After its busiest tourism season on record in 2021, Bar Harbor is looking to rein in the number of cruise ships that visit the town in 2022.
The possibility of getting a record 180 cruise ship visits next summer and fall worries some local officials and residents. This year’s surge in tourists in Bar Harbor happened despite having no visits from large ships.
The ongoing COVID-19 pandemic, and prohibitions on ships visiting Canada — where large ships are going to or coming from when they stop in Bar Harbor — resulted in only a few small ships visiting Bar Harbor since 2019.
Last summer, results of a town survey about local cruise ship visits showed that most respondents believed it has had a negative impact on Bar Harbor in recent years. Since getting the results, members of the town council have been considering ways to address those concerns.
On Tuesday they decided to set a goal of reducing the number of large ship visits next year to approximately 110, a more than 38 percent reduction from the 180 that have been scheduled.
The council also decided to hire a lawyer who specializes in maritime law to see what kind of restrictions the town can impose on cruise ship visits.
The first cruise ship is scheduled to arrive on April 14 — roughly 16 weeks from now.
“The closer we get to when the first ship comes, the stronger the argument that they can’t do anything this year [to cut back on visits],” Councilor Jill Goldthwait said.
The issue of trying to control the number of tourists who visit Bar Harbor each year goes beyond cruise ships, but the town has no mechanism in place to limit the number of tourists who arrive by land.
The town controls scheduling for two cruise ship anchorage spots in Frenchman Bay, and has set a cap on the number of cruise ship passengers that can come ashore on any given day, but it has not set a limit on how many cruise ships can visit each year.
Acadia National Park attracted a record number of visits this year, topping 4 million. If 2022 proves to be another busy year for tourists arriving by land, adding another quarter million or so tourists from cruise ships could worsen things.
“It was not fun,” Jeff Dobbs, chairman of the town council, said earlier this month, noting that this summer many local restaurants were understaffed and still had lines of waiting customers outside their doors every night.
If cruise ships had been part of the mix, especially at a typical rate of nearly two per day in September and October, “it would have been impossible,” he added.
In 2019, Bar Harbor had roughly 170 cruise ship visits, and 270,000 cruise ship passengers funneled through the downtown waterfront. That is nearly an 800 percent increase in annual cruise ship traffic since 1990, when the town had only 22 cruise ship visits.
Michael McGarry, an executive with industry group Cruise Lines International Association, told the council earlier this month that cruise companies are willing to adjust to help ensure that the volume of ships that visit Bar Harbor each year is manageable by the town and acceptable to local residents.
He said that cruise firms plan their itineraries roughly 18 months in advance, and so making adjustments to the 2023 season is more realistic than making adjustments to next year’s schedule.

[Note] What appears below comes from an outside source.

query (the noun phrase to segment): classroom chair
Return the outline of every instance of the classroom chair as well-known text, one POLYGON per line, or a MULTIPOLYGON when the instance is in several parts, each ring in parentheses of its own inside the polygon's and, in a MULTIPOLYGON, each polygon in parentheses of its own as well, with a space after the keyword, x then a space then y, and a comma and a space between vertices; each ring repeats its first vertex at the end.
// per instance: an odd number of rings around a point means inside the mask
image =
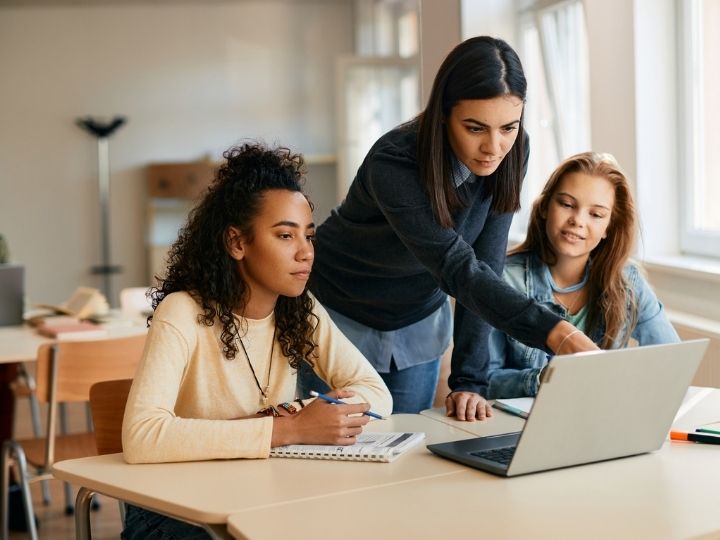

“We do want to be constructive partners with Bar Harbor,” McGarry said. “At this time though, changing the 2022 schedule would be very disruptive.”
Councilor Matthew Hochman noted the urgency that many residents feel in trying to reduce how many ships visit Bar Harbor each summer.
“I understand many people want us to move on this right now,” he said. “Unfortunately, we move at the speed of government and there are a lot of intricacies to it.”